Data Augmentation and Attention for massive MIMO-based Indoor Localization in Changing Environments
Luisa Schuhmacher, Hazem Sallouha, Ihsane Gryech, Sofie Pollin

TL;DR
This paper presents data augmentation and attention mechanisms to improve massive MIMO indoor localization accuracy in dynamic environments, achieving near-static accuracy levels without training on changing scenarios.
Contribution
It introduces novel data augmentation techniques and attention modules to enhance deep learning models for indoor localization in changing environments.
Findings
Localization error reduced from 286 mm to 66 mm with proposed methods.
Models trained with data augmentation and attention perform well in dynamic scenarios.
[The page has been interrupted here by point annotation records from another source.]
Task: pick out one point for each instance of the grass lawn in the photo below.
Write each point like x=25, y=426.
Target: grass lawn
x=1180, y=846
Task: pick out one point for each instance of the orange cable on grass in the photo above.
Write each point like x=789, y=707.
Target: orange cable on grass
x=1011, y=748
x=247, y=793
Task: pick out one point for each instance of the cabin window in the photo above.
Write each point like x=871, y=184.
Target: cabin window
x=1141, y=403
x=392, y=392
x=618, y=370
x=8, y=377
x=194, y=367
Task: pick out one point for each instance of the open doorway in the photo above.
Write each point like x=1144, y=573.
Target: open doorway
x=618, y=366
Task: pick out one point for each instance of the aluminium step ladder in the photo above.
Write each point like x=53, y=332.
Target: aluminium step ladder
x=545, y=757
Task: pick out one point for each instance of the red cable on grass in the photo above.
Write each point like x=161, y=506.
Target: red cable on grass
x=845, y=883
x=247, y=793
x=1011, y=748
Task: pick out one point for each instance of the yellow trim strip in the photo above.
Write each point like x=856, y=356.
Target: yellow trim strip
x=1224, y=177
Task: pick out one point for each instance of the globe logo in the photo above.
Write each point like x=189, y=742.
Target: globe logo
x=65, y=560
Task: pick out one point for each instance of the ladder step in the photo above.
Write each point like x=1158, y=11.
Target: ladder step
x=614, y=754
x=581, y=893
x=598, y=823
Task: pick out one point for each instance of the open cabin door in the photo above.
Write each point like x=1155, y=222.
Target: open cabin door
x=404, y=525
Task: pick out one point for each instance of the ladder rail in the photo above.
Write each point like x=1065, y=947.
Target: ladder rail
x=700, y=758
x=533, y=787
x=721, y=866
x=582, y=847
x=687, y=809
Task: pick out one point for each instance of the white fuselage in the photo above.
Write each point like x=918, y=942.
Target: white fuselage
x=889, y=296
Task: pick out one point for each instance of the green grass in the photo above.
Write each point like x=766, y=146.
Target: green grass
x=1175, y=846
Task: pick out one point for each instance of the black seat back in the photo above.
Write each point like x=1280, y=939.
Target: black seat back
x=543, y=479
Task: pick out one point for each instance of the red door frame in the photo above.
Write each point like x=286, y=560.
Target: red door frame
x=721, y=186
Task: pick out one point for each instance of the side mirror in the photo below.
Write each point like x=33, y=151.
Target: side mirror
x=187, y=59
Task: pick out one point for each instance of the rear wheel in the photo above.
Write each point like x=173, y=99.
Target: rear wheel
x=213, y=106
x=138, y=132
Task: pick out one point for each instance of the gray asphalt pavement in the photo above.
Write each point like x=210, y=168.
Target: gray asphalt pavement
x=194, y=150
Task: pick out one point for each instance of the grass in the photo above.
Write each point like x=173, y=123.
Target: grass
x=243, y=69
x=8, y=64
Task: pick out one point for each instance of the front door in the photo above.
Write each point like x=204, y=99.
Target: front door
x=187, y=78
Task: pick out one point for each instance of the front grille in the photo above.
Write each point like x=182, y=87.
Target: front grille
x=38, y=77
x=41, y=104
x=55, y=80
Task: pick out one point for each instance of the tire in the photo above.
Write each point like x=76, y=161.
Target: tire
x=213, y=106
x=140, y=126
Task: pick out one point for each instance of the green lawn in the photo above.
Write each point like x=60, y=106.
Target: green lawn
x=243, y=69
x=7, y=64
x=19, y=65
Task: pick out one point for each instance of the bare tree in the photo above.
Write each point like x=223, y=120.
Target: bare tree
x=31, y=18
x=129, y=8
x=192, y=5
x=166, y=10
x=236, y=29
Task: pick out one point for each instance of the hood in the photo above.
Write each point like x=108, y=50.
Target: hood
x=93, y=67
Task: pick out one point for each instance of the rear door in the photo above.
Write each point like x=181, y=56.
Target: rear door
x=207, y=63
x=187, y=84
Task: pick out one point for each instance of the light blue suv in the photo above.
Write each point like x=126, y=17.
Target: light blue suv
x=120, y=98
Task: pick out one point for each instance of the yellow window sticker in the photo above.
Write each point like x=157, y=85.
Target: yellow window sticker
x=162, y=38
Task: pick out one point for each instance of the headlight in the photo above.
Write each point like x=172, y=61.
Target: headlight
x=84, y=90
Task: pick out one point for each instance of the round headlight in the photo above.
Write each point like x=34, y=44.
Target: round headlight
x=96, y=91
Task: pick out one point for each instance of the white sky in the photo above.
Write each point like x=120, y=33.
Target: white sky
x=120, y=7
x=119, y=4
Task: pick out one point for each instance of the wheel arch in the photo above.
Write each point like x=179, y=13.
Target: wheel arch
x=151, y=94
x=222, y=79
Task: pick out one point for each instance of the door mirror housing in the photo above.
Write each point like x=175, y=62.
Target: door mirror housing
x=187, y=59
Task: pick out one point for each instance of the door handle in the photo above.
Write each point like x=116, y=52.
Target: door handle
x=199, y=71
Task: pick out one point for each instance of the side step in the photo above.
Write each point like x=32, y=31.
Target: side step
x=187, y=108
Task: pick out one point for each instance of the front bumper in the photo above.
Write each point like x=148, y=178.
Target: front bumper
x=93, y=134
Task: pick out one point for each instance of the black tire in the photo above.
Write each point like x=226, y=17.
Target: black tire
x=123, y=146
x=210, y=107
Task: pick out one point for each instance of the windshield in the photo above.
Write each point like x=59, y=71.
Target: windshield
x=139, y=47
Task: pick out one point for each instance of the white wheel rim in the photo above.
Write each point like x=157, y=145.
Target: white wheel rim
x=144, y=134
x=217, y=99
High accuracy maintained without training data from changing environments.
Abstract
The demand for high-precision indoor localization has grown significantly with the rise of smart environments, industrial automation, and location-aware applications. While massive Multiple-Input and Multiple-Output (MIMO) systems enable millimeter-level accuracy by leveraging rich Channel State Information (CSI), most existing solutions are optimized for static environments, where users or devices remain fixed during data collection and inference. Real-world applications, however, often require real-time localization in changing environments, where rapid movement, unpredictable blockages, and dynamic channel conditions pose significant challenges. To address these challenges, we introduce two data augmentation techniques designed to resemble blocked antennas, enhancing the generalizability of localization models to dynamic scenarios. Additionally, we enhance an existing Deep Learning…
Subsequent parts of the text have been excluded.